Auch soweit der Kläger eine Verletzung rechtlichen Gehörs rügt und dazu vorträgt, er habe in der mündlichen Verhandlung keine Gelegenheit erhalten, von seinen ständigen Schmerzen zu berichten, ist die Beschwerde unzulässig. Nach § 62 SGG muß das Gericht den Beteiligten von Amts wegen die Möglichkeit geben, sich zu äußern. Findet eine mündliche Verhandlung statt, müssen die Beteiligten die Möglichkeit haben, an der mündlichen Verhandlung teilzunehmen. Es kommt nicht darauf an, ob sie tatsächlich gehört werden; es steht vielmehr bei den Beteiligten selbst, ob sie die Gelegenheit zur Äußerung nutzen. Daß dem Kläger diese Gelegenheit versagt bzw "das Wort abgeschnitten" worden ist, ist in der Beschwerdebegründung nicht behauptet. Der Kläger meint vielmehr, unter rechtlichem Gehör sei nicht nur die Gelegenheit zu tatsächlichen und rechtlichen Äußerungen zu verstehen, sondern die Pflicht des Gerichts, das Sach- und Streitverhältnis mit den Beteiligten zu erörtern. Eine diesbezügliche Rüge einer Verletzung des § 112 Abs 2 Satz 2 SGG bzw des § 106 Abs 1 SGG genügt jedoch nicht den gesetzlichen Formerfordernissen des § 160a Abs 2 Satz 3 SGG. Der Umfang der Erörterungen des Gerichts richtet sich nach dem Einzelfall. Ist der Beteiligte - wie hier - durch sachkundige Prozeßbevollmächtigte vertreten und ist der Sachverhalt, dessen mangelnde Erörterung der Kläger hier beanstandet, in den eingeholten Gutachten bereits eingehend dargestellt, ist eine umfassende Erörterung dieses Sachverhalts nicht erforderlich. Der Kläger hätte deshalb im einzelnen darlegen müssen, warum er - trotz der umfassenden Befragung zu seinen Schmerzzuständen in den vom LSG eingeholten Gutachten - zu diesem Sachverhalt nochmals vom Gericht hätte gehört werden müssen. Dazu enthält die Beschwerdebegründung keine näheren Ausführungen.

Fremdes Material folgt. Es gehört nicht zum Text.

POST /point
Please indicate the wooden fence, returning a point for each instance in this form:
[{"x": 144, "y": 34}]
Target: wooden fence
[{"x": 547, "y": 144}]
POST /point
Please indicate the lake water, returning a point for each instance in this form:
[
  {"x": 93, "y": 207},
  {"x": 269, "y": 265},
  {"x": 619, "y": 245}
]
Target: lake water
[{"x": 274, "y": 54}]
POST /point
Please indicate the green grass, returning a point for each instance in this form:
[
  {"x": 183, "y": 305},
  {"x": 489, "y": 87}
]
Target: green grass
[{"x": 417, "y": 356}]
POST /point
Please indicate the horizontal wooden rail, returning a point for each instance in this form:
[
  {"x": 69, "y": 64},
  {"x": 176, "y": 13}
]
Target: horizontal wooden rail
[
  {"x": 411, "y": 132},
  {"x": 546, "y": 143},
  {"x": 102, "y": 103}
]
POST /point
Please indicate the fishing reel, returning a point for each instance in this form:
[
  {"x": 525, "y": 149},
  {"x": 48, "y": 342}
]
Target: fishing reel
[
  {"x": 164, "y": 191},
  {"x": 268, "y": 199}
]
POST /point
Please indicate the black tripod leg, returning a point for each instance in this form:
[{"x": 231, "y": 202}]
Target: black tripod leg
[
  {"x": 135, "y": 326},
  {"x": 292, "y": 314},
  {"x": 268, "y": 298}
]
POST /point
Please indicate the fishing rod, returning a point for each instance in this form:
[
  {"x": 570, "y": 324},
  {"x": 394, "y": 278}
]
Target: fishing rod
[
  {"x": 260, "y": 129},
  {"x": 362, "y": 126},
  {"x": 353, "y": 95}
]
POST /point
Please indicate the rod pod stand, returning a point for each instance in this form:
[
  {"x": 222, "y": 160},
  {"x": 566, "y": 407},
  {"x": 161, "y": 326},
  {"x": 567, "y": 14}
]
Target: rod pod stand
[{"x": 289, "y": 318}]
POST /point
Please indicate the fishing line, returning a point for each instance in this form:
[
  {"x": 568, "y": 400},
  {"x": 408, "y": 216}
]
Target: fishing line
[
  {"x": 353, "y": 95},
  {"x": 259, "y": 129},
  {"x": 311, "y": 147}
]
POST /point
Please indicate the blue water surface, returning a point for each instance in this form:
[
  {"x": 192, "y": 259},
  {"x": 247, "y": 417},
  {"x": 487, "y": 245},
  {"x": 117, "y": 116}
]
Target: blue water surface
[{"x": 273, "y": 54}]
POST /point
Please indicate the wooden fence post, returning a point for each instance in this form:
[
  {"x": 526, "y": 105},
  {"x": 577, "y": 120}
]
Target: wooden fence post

Auch soweit der Kläger geltend macht, das LSG hätte sich gedrängt sehen müssen, seine in der Sitzung anwesende und als Zeugin gestellte Ehefrau zu Bemerkungen zu hören, die Dr. P. hinsichtlich der Aussichtslosigkeit irgendwelcher Therapien gemacht habe, genügen die Darlegungen des Klägers nicht den Anforderungen des § 160a Abs 2 Satz 3 SGG. Der Senat kann offenlassen, ob ein diesbezüglicher Beweisantrag formgerecht bezeichnet ist (vgl BSG SozR 1500 § 160 Nr 64). Jedenfalls fehlt es an ausreichenden Darlegungen zu der Frage, ob die angefochtene Entscheidung auf der unterlassenen Anhörung beruhen kann. Das LSG hat das, was in das Wissen der Zeugin gestellt wird, als wahr unterstellt und ausgeführt, dadurch werde die Überzeugungskraft des Gutachtens von Dr. P. nicht erschüttert, weil auch dieser Arzt davon ausgehe, daß beim Kläger eine psychische Erkrankung vorliege. Warum sich das LSG dennoch zur Anhörung der Zeugin hätte gedrängt sehen müssen, ist nicht im einzelnen dargelegt. Mit der Rechtsmeinung, daß einer Anhörung gegenüber einer Wahrunterstellung stets der Vorrang gebühre, ist der Darlegungslast jedenfalls nicht genügt. Das gilt auch insoweit, als der Kläger vorträgt, aufgrund der Wahrunterstellung habe sich das Gericht gedrängt fühlen müssen, dem Gutachten Dr. P. nicht zu folgen und ein weiteres Sachverständigengutachten einzuholen.
Nach allem ist die Revision unzulässig, weil keiner der in § 160 Abs 2 SGG genannten Zulassungsgründe formgerecht geltend gemacht worden ist.
Die Kostenentscheidung beruht auf entsprechender Anwendung des § 193 SGG.